On PGA Tour broadcasts, the word grain comes up so frequently it could be a prompt in a college drinking game.
Was that the grain that got him, Dottie?
But for all we hear about it, most of us don’t know much about grain. What, exactly, is it? Does all turf have it? How do superintendents feel about it? What can they do about it? Is it as big a factor as commentators make it seem?
Rodney Hine is the superintendent at Boston Golf Club, in Hingham, Mass., and the inventor of TurfTrainer, a brushing system designed to create smoother playing surfaces.
We asked him to get granular with us on grain.
What is grain?
Picture turf doing the limbo, and you’ve got the idea. Grain is the tendency of grass to grow to one side or another rather than upright. Not all types are the same in this regard. Grain is more prevalent in lateral-growing varieties, such as bentgrass and Bermuda, but less so in vertical growers, such as poa annua and fine fescue, which can have little to no grain.
Other influences on grain
Sunlight. Shade. Water. Fertilizer. All can have an influence on the amount of grain in grass. But Hine says he’s yet to identify a fixed rule for every situation. “There are just too many variables to come up with a sweeping statement,” he says. “I’ve been fooled too many times before.”
How grain affects your short game
The phrases with the grain and against the grain exist for a reason. When you’re putting with or chipping into the grain, the ball rolls faster, and, to quote Bugs Bunny, vice versa and the other way around. Grain can also influence the amount of break in a putt or chip. Grass thickness and stiffness are also relevant considerations: the larger and more rigid the leaf blade, the grabbier grain gets.
How you can tell if you’re with the grain — or against it
”Two Shades of Green” is not an erotic romance novel set in the turf-care world. It’s something you can look for when assessing grain. If the grass is dark when you’re looking it, it’s growing toward you (you’re playing into the grain). If it’s a lighter shade of green, the opposite is true. Another truth: Grain tends to grow with the direction of drainage. Contrary to conventional wisdom, though, it does not grow toward the setting sun.
How big a factor is grain?
It depends. Not just on the type of turf but the quality and consistency of maintenance practices. While grain is often more prevalent than some superintendents would care to admit, it’s also not always the large and looming factor that TV broadcasters make it out to be. On a championship course, say, primped for a big-time tournament, the greens are so well-cared for that the grain is minimal, Hine says. They’re also mown tight for competition, further minimizing any potential grain.
How superintendents handle grain
Some use hand brushes. Other goes with large mechanical groomers. Or some combination of the two. Light verti-cutting can minimize grain. So can switching up the mowing patterns.
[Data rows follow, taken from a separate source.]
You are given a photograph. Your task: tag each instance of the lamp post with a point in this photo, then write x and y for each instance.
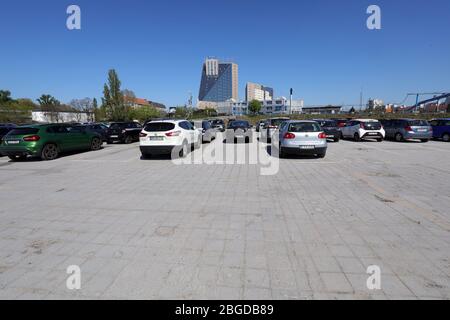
(290, 101)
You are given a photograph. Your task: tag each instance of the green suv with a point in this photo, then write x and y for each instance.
(48, 141)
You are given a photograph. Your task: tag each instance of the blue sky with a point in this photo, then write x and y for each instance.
(321, 48)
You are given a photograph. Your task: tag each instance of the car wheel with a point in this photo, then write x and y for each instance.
(184, 150)
(96, 144)
(199, 143)
(128, 139)
(17, 158)
(281, 153)
(49, 152)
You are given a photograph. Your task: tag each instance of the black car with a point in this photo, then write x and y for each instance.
(218, 124)
(238, 130)
(331, 129)
(99, 128)
(125, 132)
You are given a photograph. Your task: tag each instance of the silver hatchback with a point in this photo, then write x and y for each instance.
(302, 138)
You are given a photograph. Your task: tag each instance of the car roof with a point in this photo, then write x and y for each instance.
(301, 121)
(170, 121)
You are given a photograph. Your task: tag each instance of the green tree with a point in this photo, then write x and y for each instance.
(113, 100)
(255, 106)
(5, 97)
(144, 113)
(47, 100)
(49, 105)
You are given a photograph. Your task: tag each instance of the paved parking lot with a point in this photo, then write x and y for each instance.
(154, 230)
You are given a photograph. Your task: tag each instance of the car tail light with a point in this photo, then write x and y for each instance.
(289, 135)
(173, 134)
(31, 138)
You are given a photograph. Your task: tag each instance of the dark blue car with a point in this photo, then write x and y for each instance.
(441, 129)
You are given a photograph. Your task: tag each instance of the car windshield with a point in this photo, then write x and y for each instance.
(372, 125)
(239, 124)
(328, 123)
(159, 127)
(117, 125)
(418, 123)
(23, 131)
(304, 127)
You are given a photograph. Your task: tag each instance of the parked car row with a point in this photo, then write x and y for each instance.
(178, 137)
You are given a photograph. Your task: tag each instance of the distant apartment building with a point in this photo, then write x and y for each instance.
(279, 106)
(139, 102)
(219, 82)
(254, 91)
(322, 109)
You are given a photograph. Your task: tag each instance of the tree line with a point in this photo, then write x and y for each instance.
(116, 105)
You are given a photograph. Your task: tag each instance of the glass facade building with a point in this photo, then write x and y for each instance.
(219, 81)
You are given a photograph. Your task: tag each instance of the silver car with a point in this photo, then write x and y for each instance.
(270, 127)
(302, 138)
(205, 127)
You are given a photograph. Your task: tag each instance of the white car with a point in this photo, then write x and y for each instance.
(175, 137)
(361, 129)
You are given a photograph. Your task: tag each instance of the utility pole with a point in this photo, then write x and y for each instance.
(290, 101)
(361, 100)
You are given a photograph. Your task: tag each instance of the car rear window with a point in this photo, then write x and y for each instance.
(304, 127)
(23, 131)
(239, 124)
(117, 125)
(159, 127)
(4, 131)
(373, 125)
(418, 123)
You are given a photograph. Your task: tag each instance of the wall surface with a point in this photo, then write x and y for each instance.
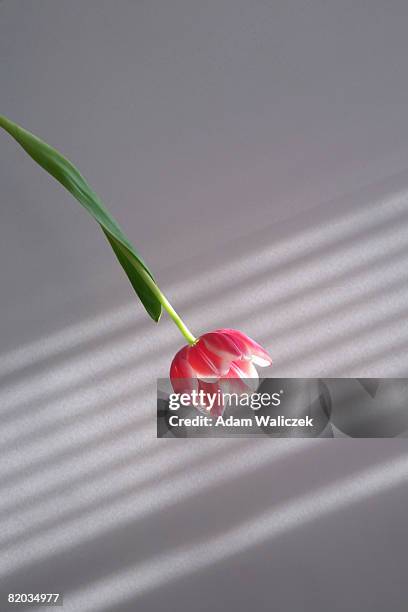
(257, 155)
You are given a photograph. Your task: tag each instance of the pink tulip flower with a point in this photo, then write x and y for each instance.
(224, 359)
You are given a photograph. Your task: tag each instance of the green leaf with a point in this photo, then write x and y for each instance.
(69, 176)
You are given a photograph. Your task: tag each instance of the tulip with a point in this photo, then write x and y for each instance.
(207, 363)
(218, 360)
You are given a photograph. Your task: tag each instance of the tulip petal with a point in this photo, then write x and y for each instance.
(247, 372)
(182, 375)
(258, 354)
(206, 365)
(221, 344)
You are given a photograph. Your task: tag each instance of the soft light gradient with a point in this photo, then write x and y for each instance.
(257, 155)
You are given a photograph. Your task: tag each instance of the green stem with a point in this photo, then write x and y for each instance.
(164, 302)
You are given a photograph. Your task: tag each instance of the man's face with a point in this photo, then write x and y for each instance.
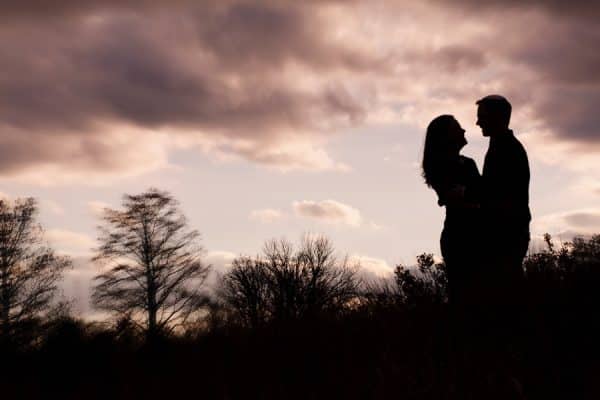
(486, 121)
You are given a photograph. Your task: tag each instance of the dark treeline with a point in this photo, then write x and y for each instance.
(297, 321)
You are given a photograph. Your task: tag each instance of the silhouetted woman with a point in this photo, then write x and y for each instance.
(455, 179)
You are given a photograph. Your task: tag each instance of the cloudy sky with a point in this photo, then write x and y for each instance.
(270, 118)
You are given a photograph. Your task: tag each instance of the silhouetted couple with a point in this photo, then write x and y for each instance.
(486, 230)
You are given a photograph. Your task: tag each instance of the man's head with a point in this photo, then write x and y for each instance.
(493, 114)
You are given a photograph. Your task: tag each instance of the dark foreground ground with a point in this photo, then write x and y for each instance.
(411, 353)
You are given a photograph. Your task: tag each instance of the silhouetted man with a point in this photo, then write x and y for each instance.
(505, 201)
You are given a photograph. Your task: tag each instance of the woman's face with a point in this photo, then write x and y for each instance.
(456, 137)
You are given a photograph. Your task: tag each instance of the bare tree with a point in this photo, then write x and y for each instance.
(285, 284)
(152, 260)
(29, 269)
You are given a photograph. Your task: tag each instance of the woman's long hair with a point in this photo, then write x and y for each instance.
(436, 142)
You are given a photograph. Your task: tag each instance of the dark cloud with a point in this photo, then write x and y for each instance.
(215, 69)
(558, 8)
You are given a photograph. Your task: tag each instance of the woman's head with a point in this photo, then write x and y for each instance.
(444, 140)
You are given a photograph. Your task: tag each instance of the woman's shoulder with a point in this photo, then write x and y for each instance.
(467, 161)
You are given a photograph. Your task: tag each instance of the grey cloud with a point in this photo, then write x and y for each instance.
(454, 58)
(584, 219)
(212, 70)
(328, 210)
(574, 8)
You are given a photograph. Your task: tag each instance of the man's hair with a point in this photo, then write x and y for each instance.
(497, 105)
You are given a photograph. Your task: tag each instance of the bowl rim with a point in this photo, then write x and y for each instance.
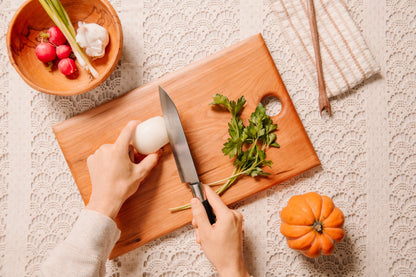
(96, 82)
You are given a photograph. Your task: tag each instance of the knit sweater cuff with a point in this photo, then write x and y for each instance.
(96, 232)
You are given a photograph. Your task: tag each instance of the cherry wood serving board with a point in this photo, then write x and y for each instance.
(245, 68)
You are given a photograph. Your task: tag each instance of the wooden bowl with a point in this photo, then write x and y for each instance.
(24, 35)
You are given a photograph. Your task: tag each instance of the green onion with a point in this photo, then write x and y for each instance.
(57, 13)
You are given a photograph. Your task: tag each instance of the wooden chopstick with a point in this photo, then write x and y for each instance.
(323, 97)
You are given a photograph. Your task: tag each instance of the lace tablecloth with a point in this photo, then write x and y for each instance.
(367, 149)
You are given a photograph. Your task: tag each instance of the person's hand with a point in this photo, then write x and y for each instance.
(222, 242)
(113, 176)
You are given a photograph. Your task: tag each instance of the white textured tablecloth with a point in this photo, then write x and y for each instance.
(367, 149)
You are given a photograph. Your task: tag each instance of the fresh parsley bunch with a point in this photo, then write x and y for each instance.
(247, 144)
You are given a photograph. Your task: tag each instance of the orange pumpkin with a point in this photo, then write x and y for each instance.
(312, 224)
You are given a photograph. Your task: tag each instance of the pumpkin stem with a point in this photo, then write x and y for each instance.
(318, 227)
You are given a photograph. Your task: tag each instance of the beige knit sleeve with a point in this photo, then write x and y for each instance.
(85, 251)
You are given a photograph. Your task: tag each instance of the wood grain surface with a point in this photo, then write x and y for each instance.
(245, 68)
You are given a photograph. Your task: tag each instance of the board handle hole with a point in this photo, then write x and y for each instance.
(272, 104)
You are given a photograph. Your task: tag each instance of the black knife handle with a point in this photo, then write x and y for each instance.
(210, 213)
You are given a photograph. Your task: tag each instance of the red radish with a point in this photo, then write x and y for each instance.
(67, 66)
(56, 36)
(63, 51)
(45, 52)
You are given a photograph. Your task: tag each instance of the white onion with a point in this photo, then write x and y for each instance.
(150, 135)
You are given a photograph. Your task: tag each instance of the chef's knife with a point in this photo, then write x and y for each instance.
(181, 152)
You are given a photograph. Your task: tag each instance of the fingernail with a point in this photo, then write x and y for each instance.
(194, 201)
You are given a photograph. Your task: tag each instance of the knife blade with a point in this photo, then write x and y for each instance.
(181, 152)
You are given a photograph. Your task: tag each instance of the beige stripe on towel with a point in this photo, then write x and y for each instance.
(346, 59)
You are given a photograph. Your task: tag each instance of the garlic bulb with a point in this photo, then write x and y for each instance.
(93, 38)
(150, 135)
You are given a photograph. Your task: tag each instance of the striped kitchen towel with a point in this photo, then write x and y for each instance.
(346, 59)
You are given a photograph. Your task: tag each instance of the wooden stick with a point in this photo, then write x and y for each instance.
(323, 97)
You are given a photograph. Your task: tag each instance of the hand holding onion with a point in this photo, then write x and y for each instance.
(113, 176)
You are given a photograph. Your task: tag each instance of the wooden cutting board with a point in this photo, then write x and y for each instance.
(245, 68)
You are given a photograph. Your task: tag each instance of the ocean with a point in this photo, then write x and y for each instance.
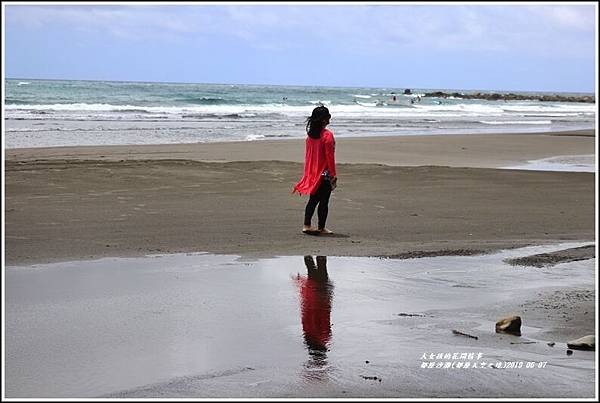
(47, 113)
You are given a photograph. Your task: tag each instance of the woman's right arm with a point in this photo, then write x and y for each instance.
(330, 154)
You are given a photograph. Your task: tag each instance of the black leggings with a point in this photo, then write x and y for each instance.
(321, 197)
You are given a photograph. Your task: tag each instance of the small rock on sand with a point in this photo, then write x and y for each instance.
(509, 324)
(584, 343)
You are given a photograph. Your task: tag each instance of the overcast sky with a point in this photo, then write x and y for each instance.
(548, 47)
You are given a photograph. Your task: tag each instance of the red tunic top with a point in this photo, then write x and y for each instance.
(320, 155)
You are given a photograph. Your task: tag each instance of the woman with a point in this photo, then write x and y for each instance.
(319, 170)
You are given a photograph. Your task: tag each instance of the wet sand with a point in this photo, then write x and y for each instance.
(81, 203)
(221, 326)
(426, 196)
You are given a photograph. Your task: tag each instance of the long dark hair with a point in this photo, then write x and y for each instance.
(316, 122)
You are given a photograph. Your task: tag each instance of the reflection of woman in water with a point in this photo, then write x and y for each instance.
(316, 292)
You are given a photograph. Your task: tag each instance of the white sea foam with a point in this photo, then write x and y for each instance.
(571, 163)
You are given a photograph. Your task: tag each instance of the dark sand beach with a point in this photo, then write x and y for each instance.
(83, 203)
(398, 198)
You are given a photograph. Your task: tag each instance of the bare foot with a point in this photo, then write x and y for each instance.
(307, 229)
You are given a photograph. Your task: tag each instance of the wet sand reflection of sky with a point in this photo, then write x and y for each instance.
(316, 293)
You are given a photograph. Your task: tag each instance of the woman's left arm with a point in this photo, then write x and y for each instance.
(330, 154)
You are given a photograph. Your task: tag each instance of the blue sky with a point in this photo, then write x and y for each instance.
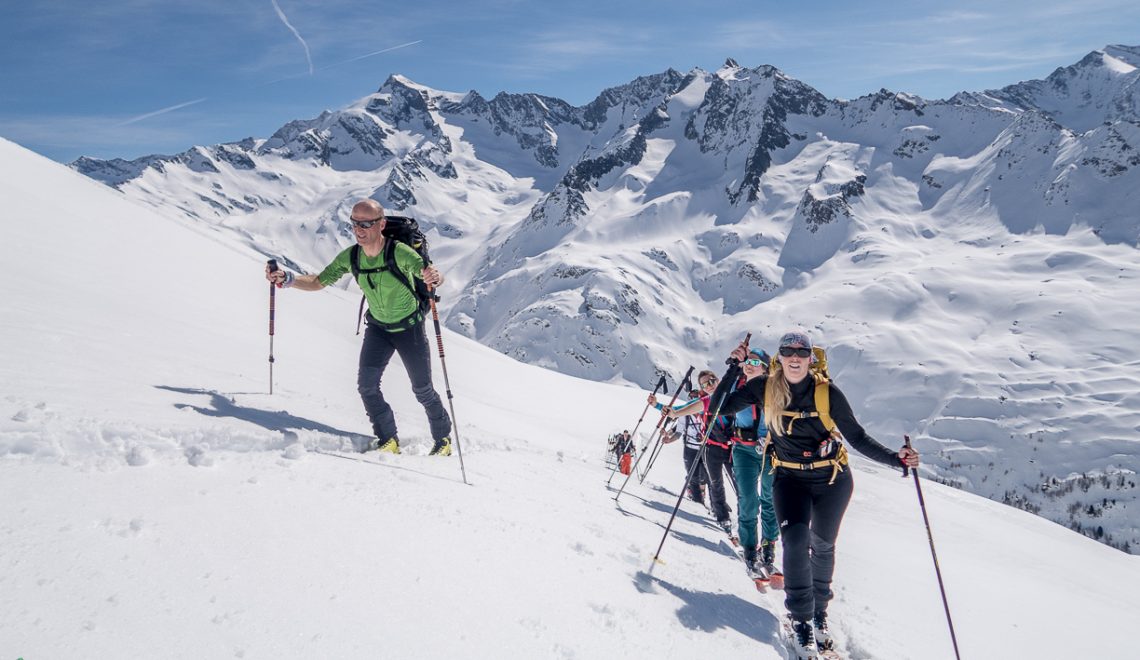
(129, 78)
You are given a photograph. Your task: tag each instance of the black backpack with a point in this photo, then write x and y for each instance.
(397, 228)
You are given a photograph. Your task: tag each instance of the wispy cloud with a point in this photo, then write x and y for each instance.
(65, 138)
(295, 33)
(161, 112)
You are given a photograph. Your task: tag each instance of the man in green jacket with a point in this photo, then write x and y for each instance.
(395, 325)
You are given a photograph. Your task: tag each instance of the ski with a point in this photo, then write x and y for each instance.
(788, 636)
(775, 576)
(759, 579)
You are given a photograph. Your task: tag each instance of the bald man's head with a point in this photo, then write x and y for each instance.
(367, 210)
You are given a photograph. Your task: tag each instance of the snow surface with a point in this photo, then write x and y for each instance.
(155, 502)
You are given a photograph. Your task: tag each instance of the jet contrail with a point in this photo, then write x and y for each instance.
(163, 111)
(327, 66)
(375, 53)
(295, 33)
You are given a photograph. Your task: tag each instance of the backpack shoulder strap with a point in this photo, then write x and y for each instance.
(823, 402)
(393, 268)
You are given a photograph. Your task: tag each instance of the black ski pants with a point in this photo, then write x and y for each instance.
(718, 461)
(809, 511)
(375, 353)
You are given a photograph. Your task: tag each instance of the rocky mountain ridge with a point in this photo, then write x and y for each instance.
(653, 227)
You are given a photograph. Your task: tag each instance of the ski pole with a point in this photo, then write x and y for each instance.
(659, 423)
(660, 385)
(447, 383)
(273, 312)
(657, 448)
(656, 451)
(733, 365)
(934, 554)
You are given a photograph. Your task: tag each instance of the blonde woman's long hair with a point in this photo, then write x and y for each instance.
(776, 397)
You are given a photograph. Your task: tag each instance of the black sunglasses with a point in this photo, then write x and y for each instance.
(365, 223)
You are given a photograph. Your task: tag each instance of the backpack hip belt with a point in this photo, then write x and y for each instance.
(836, 464)
(405, 323)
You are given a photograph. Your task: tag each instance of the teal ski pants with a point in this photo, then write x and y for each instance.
(754, 493)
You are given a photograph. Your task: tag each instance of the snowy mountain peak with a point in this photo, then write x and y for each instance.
(1128, 54)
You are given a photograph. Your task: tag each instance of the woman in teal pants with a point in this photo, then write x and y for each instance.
(754, 481)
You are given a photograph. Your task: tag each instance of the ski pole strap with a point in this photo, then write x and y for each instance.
(836, 464)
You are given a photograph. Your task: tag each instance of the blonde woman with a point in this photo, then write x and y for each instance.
(813, 482)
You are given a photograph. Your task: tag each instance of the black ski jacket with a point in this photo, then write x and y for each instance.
(803, 443)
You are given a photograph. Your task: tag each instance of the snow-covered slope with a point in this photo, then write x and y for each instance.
(965, 260)
(156, 503)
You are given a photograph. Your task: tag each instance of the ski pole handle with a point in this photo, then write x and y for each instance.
(733, 361)
(906, 471)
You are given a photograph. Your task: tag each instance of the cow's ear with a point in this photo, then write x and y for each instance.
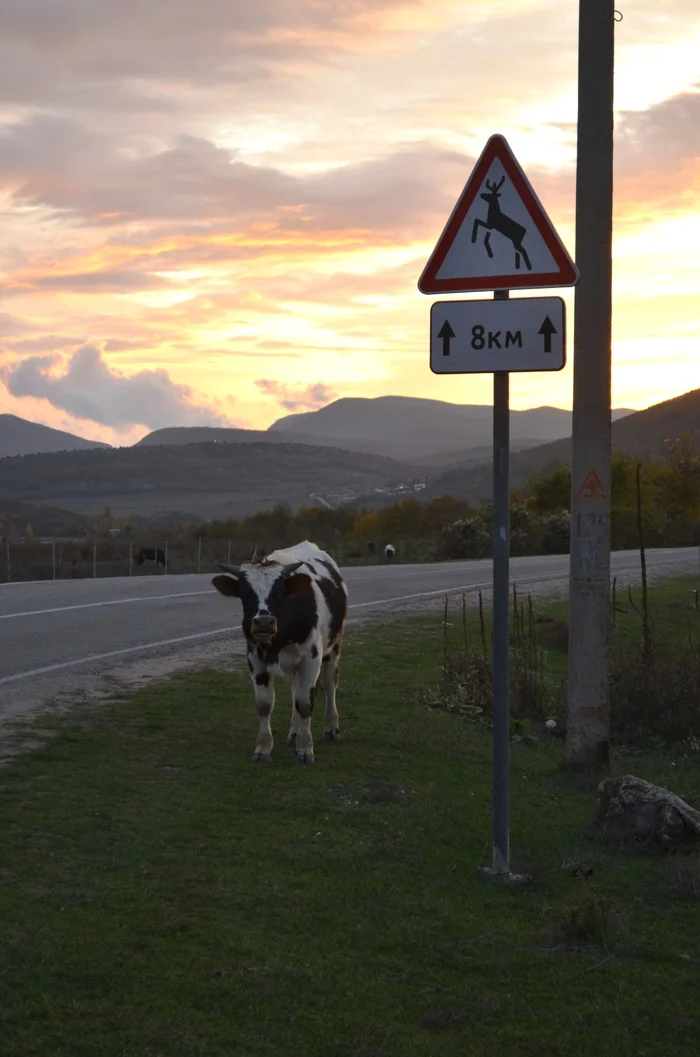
(226, 585)
(296, 583)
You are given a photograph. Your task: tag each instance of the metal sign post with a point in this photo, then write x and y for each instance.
(509, 244)
(500, 645)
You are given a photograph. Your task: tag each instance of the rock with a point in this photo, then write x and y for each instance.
(633, 808)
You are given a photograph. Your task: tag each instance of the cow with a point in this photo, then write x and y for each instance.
(150, 554)
(295, 605)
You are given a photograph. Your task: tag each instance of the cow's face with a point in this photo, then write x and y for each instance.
(264, 590)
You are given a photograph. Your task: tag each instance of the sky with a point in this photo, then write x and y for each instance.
(217, 212)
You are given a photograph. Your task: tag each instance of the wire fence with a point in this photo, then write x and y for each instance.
(60, 558)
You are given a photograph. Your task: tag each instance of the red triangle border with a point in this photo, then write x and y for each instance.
(567, 274)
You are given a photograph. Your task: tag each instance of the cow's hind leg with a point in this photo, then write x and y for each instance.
(294, 722)
(264, 702)
(330, 677)
(304, 686)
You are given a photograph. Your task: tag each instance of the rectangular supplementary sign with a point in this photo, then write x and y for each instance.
(480, 337)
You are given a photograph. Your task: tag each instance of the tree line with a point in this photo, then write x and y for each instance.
(448, 527)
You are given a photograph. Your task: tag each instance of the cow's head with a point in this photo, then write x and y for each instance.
(264, 589)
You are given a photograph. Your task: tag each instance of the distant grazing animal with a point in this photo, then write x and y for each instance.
(150, 554)
(295, 604)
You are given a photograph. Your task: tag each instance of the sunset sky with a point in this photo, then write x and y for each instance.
(217, 212)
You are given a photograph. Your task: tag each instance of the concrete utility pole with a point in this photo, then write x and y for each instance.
(588, 721)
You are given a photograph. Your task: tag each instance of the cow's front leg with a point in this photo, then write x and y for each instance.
(304, 687)
(264, 702)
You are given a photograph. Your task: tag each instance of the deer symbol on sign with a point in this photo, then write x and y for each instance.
(497, 221)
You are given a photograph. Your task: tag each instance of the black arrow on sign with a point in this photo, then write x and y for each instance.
(548, 329)
(446, 333)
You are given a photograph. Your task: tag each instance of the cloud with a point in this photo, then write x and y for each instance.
(296, 400)
(58, 164)
(88, 389)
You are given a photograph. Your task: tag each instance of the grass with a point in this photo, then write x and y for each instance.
(161, 896)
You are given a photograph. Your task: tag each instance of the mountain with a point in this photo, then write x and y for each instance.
(639, 433)
(422, 430)
(18, 437)
(199, 481)
(216, 434)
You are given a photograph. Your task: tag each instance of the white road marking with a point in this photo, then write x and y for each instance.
(91, 605)
(219, 631)
(236, 630)
(112, 653)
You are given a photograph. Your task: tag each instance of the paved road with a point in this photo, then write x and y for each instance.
(55, 634)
At Boston Golf Club, Hine and his crew change the direction by 45 degrees each time they mow. Methods and frequency vary depending on range of factors, including turf type, time of year and maintenance budgets.
Vigorous grooming and verti-cutting can be rough on grass, causing harm if employed repeatedly without giving the turf time to recover. That’s what inspired Hine to invent the TurfTrainer, a less abrasive mat-like device that allows superintendents to brush their turf more rigorously without risking damage.
Is grain a factor on your own lawn?
You can certainly see grain in your yard by looking for dark and shiny swaths. But it’s not much of a factor. Unless your yard is a putting green. Still, mixing up your mowing patterns is recommended for the health of your grass.